Sanjay Chauhan, a Himachal Pradesh leader of the Centre of Indian Trade Unions, said workers were intentionally kept off the books for the sake of the bottom line.

"These poor and illiterate folk do the toughest work but remain entirely in the unorganised sector," he said.

"The state's largest employer is the Public Works Department, which has a large number of Nepalis on its rolls but they're mostly employed as daily wage earners without security and benefits," he said.

"The problem arises when construction companies sublet to subcontractors and the exploitation of the labour force becomes rampant."

He said that under Indian law, dead workers' families should be entitled to between 350,000 and 400,000 rupees (7,600 and 8,700 dollars) in compensation.

But the provincial legislator representing the area of the disaster admitted there were few records of the victims.

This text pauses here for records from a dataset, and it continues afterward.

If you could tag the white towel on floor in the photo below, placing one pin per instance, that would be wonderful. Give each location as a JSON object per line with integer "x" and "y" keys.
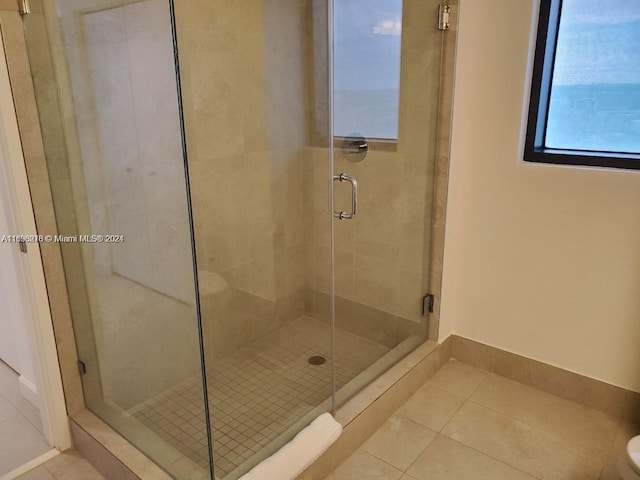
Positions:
{"x": 289, "y": 462}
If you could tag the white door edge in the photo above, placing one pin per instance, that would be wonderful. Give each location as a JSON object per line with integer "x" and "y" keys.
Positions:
{"x": 39, "y": 323}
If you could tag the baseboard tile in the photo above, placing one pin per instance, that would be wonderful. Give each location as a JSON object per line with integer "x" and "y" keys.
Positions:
{"x": 587, "y": 391}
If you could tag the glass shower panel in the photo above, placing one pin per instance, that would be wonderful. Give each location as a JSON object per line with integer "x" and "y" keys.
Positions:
{"x": 105, "y": 80}
{"x": 387, "y": 74}
{"x": 255, "y": 173}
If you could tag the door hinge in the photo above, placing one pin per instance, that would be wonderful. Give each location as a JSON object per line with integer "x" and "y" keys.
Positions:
{"x": 444, "y": 14}
{"x": 24, "y": 7}
{"x": 427, "y": 303}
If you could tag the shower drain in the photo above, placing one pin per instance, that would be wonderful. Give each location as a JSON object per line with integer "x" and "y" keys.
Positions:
{"x": 317, "y": 360}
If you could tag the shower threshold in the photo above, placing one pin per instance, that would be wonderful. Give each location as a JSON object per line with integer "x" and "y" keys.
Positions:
{"x": 261, "y": 396}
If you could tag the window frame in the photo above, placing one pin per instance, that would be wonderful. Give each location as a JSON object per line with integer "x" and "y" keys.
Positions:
{"x": 540, "y": 95}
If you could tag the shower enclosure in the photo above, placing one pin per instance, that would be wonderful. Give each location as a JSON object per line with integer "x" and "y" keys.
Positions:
{"x": 249, "y": 185}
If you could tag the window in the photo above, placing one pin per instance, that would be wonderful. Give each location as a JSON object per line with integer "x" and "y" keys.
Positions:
{"x": 367, "y": 36}
{"x": 585, "y": 94}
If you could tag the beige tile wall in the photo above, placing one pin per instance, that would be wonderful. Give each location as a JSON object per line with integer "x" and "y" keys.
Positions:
{"x": 244, "y": 90}
{"x": 116, "y": 323}
{"x": 40, "y": 187}
{"x": 593, "y": 393}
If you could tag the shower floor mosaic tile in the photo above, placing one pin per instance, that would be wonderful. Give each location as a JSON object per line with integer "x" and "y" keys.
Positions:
{"x": 257, "y": 393}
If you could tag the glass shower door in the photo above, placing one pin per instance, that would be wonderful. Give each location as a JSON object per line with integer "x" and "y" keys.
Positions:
{"x": 386, "y": 66}
{"x": 105, "y": 81}
{"x": 249, "y": 72}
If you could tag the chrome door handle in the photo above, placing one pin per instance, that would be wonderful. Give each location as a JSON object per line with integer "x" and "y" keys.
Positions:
{"x": 343, "y": 177}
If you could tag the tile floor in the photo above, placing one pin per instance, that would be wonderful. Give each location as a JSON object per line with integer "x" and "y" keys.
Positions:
{"x": 69, "y": 465}
{"x": 256, "y": 394}
{"x": 466, "y": 423}
{"x": 21, "y": 438}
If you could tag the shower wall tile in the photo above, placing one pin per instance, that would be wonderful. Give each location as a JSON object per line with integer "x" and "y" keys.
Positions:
{"x": 37, "y": 173}
{"x": 441, "y": 173}
{"x": 410, "y": 294}
{"x": 243, "y": 81}
{"x": 9, "y": 6}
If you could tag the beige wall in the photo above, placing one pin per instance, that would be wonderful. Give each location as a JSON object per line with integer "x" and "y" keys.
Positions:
{"x": 382, "y": 255}
{"x": 541, "y": 261}
{"x": 244, "y": 89}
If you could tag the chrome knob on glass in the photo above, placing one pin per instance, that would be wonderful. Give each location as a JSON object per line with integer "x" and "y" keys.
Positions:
{"x": 343, "y": 177}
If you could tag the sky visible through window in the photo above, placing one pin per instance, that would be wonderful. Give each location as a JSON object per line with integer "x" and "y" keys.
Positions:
{"x": 367, "y": 36}
{"x": 595, "y": 95}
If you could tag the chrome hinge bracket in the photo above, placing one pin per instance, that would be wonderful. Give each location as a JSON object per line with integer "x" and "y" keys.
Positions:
{"x": 428, "y": 302}
{"x": 444, "y": 15}
{"x": 24, "y": 7}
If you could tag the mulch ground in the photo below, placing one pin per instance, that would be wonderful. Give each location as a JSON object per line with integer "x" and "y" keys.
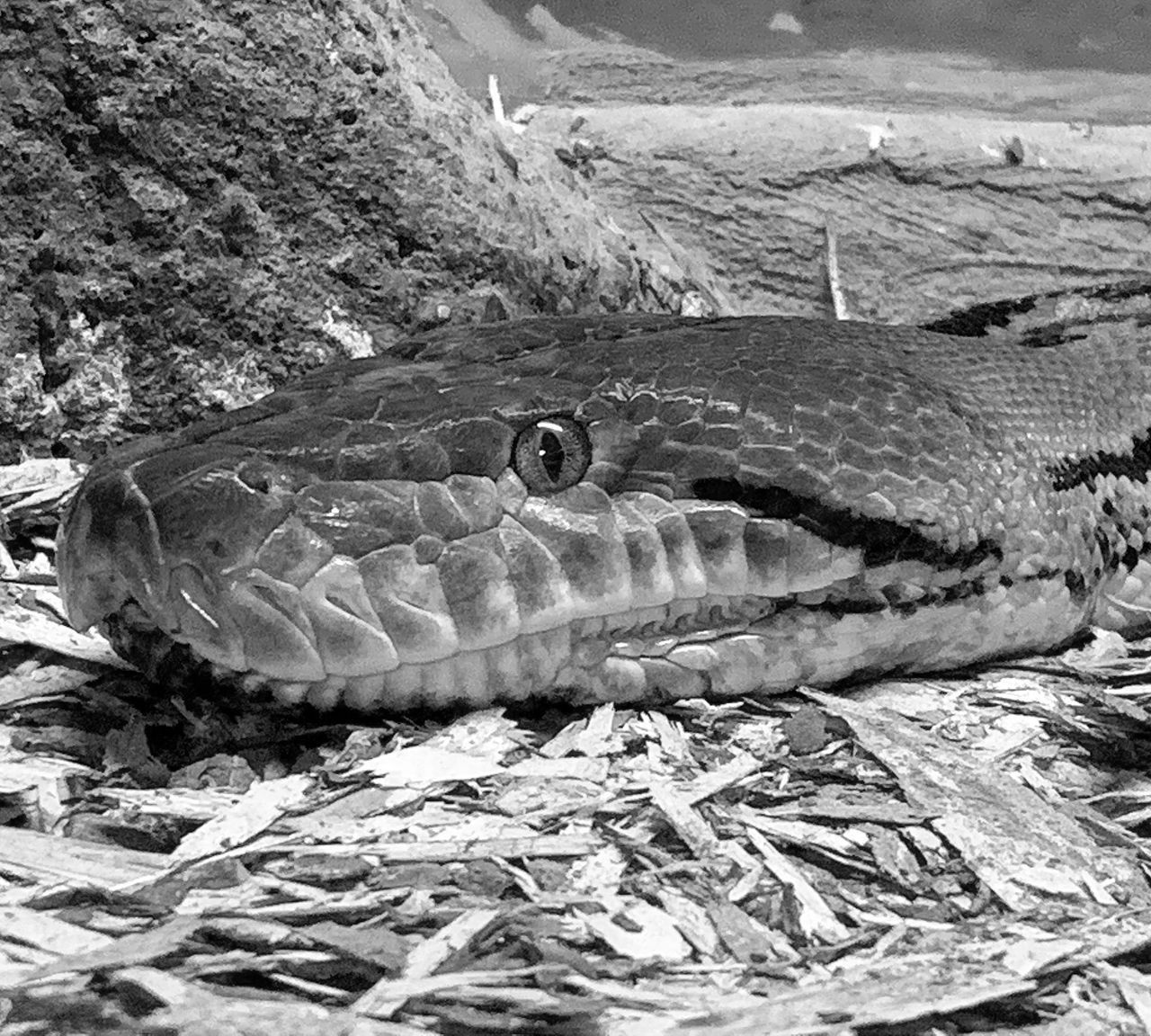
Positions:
{"x": 940, "y": 855}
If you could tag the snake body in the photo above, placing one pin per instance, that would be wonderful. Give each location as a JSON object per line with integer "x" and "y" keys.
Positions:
{"x": 632, "y": 509}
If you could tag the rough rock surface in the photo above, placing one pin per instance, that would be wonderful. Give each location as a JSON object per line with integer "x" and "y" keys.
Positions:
{"x": 205, "y": 197}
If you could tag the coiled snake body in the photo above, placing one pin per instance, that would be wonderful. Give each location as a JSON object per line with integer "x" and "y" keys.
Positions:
{"x": 632, "y": 509}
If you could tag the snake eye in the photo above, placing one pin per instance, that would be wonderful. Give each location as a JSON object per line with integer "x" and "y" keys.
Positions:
{"x": 551, "y": 455}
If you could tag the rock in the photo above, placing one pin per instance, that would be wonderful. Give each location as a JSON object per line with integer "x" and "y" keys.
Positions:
{"x": 242, "y": 192}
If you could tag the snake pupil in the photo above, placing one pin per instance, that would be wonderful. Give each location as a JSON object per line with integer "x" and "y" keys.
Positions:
{"x": 551, "y": 455}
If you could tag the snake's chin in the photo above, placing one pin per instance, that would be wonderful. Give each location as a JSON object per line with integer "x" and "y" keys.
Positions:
{"x": 715, "y": 648}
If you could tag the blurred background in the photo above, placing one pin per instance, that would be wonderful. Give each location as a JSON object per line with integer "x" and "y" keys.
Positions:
{"x": 1113, "y": 35}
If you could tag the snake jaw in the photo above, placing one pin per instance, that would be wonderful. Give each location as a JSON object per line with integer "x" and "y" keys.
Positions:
{"x": 111, "y": 554}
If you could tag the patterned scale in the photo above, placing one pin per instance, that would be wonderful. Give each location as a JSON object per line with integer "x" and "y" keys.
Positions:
{"x": 632, "y": 509}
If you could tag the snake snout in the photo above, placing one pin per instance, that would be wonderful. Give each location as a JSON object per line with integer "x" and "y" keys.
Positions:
{"x": 147, "y": 532}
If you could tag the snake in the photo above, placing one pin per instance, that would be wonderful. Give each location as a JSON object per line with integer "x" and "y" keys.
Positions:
{"x": 629, "y": 509}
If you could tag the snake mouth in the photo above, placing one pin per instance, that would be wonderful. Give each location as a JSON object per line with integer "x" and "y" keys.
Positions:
{"x": 472, "y": 591}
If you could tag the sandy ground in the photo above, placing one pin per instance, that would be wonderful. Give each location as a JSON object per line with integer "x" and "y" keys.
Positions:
{"x": 741, "y": 164}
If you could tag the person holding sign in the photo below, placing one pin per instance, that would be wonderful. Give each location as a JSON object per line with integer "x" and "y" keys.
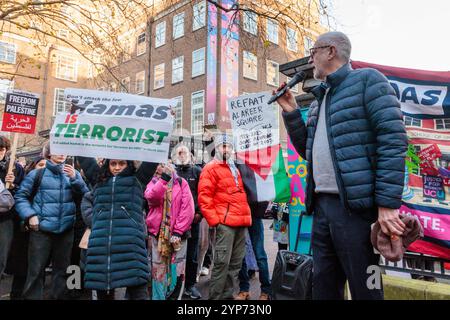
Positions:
{"x": 45, "y": 201}
{"x": 116, "y": 254}
{"x": 223, "y": 203}
{"x": 355, "y": 143}
{"x": 7, "y": 218}
{"x": 169, "y": 220}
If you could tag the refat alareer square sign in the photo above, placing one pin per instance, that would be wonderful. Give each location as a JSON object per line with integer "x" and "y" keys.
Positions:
{"x": 20, "y": 112}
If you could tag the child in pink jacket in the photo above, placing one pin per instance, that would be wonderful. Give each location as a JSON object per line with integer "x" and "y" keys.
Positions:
{"x": 171, "y": 212}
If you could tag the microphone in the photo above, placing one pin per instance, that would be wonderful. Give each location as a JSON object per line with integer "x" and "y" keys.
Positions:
{"x": 298, "y": 77}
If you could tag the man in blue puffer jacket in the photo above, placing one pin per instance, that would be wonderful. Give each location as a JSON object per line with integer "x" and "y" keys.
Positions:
{"x": 355, "y": 143}
{"x": 51, "y": 216}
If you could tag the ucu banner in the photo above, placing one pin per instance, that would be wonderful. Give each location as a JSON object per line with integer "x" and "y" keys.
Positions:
{"x": 425, "y": 102}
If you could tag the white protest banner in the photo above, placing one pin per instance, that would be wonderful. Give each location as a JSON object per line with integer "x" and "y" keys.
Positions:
{"x": 254, "y": 122}
{"x": 113, "y": 125}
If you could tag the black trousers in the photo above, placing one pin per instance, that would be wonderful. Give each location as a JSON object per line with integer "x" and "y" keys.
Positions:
{"x": 191, "y": 256}
{"x": 342, "y": 251}
{"x": 42, "y": 246}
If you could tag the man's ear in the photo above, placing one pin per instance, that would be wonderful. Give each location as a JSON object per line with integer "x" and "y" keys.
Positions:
{"x": 332, "y": 53}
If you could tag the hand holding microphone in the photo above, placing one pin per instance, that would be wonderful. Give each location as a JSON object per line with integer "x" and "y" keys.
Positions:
{"x": 283, "y": 95}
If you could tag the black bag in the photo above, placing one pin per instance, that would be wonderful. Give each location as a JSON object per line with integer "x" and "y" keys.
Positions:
{"x": 36, "y": 183}
{"x": 292, "y": 273}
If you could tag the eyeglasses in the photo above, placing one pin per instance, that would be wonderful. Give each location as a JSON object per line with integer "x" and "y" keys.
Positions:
{"x": 313, "y": 50}
{"x": 117, "y": 163}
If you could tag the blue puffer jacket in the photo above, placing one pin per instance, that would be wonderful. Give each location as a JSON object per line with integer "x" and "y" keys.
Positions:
{"x": 53, "y": 203}
{"x": 367, "y": 138}
{"x": 116, "y": 254}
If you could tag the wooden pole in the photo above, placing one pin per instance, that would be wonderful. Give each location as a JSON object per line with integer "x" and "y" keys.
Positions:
{"x": 12, "y": 159}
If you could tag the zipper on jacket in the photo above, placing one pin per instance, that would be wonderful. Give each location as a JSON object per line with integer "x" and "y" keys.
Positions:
{"x": 129, "y": 215}
{"x": 337, "y": 171}
{"x": 226, "y": 214}
{"x": 110, "y": 234}
{"x": 61, "y": 200}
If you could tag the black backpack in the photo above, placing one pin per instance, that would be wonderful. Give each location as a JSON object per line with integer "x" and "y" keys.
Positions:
{"x": 36, "y": 183}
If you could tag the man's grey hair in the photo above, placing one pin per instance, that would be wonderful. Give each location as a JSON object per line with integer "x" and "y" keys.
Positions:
{"x": 340, "y": 41}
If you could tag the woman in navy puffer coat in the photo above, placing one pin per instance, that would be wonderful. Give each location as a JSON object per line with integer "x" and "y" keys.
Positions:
{"x": 117, "y": 254}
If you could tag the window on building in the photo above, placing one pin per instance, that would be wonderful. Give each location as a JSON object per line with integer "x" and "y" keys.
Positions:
{"x": 5, "y": 84}
{"x": 197, "y": 109}
{"x": 291, "y": 39}
{"x": 409, "y": 121}
{"x": 198, "y": 62}
{"x": 7, "y": 52}
{"x": 59, "y": 103}
{"x": 178, "y": 109}
{"x": 178, "y": 25}
{"x": 294, "y": 88}
{"x": 177, "y": 69}
{"x": 199, "y": 13}
{"x": 250, "y": 66}
{"x": 112, "y": 87}
{"x": 140, "y": 82}
{"x": 160, "y": 37}
{"x": 251, "y": 22}
{"x": 308, "y": 42}
{"x": 63, "y": 33}
{"x": 125, "y": 55}
{"x": 66, "y": 68}
{"x": 159, "y": 76}
{"x": 273, "y": 77}
{"x": 272, "y": 31}
{"x": 441, "y": 124}
{"x": 141, "y": 44}
{"x": 125, "y": 85}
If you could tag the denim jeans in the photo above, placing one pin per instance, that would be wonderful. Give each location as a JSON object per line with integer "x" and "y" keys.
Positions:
{"x": 6, "y": 236}
{"x": 342, "y": 251}
{"x": 256, "y": 233}
{"x": 42, "y": 246}
{"x": 192, "y": 256}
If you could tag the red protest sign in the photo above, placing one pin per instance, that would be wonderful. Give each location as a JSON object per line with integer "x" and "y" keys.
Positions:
{"x": 431, "y": 153}
{"x": 20, "y": 112}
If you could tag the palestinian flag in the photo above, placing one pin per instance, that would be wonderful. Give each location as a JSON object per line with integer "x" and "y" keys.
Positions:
{"x": 264, "y": 174}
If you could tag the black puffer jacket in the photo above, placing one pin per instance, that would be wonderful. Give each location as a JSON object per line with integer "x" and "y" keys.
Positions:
{"x": 191, "y": 173}
{"x": 366, "y": 134}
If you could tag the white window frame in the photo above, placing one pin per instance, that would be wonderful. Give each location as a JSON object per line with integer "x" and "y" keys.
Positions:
{"x": 272, "y": 31}
{"x": 59, "y": 68}
{"x": 141, "y": 46}
{"x": 291, "y": 41}
{"x": 161, "y": 84}
{"x": 140, "y": 74}
{"x": 160, "y": 34}
{"x": 195, "y": 108}
{"x": 5, "y": 84}
{"x": 178, "y": 111}
{"x": 198, "y": 58}
{"x": 177, "y": 69}
{"x": 199, "y": 15}
{"x": 178, "y": 27}
{"x": 57, "y": 101}
{"x": 127, "y": 82}
{"x": 10, "y": 50}
{"x": 277, "y": 73}
{"x": 247, "y": 63}
{"x": 294, "y": 88}
{"x": 63, "y": 33}
{"x": 251, "y": 22}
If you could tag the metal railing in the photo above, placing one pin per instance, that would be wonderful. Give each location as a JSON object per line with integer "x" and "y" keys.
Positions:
{"x": 418, "y": 264}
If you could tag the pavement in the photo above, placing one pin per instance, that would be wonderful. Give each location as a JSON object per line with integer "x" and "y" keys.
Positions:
{"x": 203, "y": 284}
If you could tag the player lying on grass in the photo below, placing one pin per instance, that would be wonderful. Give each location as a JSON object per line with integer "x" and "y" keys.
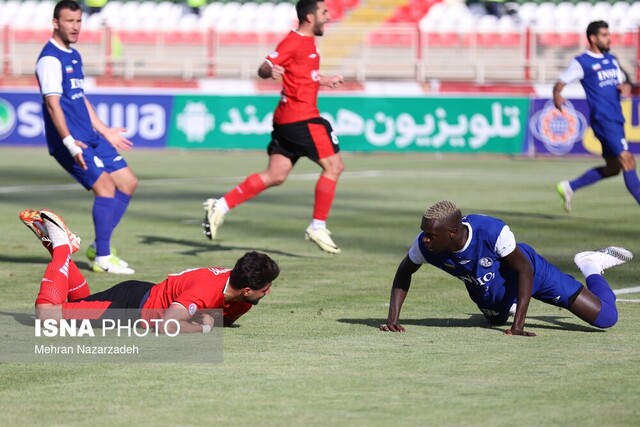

"The problem is that contractors are not revealing the details of the people employed by them to avoid paying compensation," said Khemi Ram.

And activists expected few changes to make work safer for migrants. In August 1997, 223 people, most of them from Nepal, were killed in a similar flash-flood in the Himachal Pradesh village of Chiragaon.

"Often the workers' shanties are put right next to the river banks," Chauhan said. "This makes them vulnerable to being washed away by sudden floods."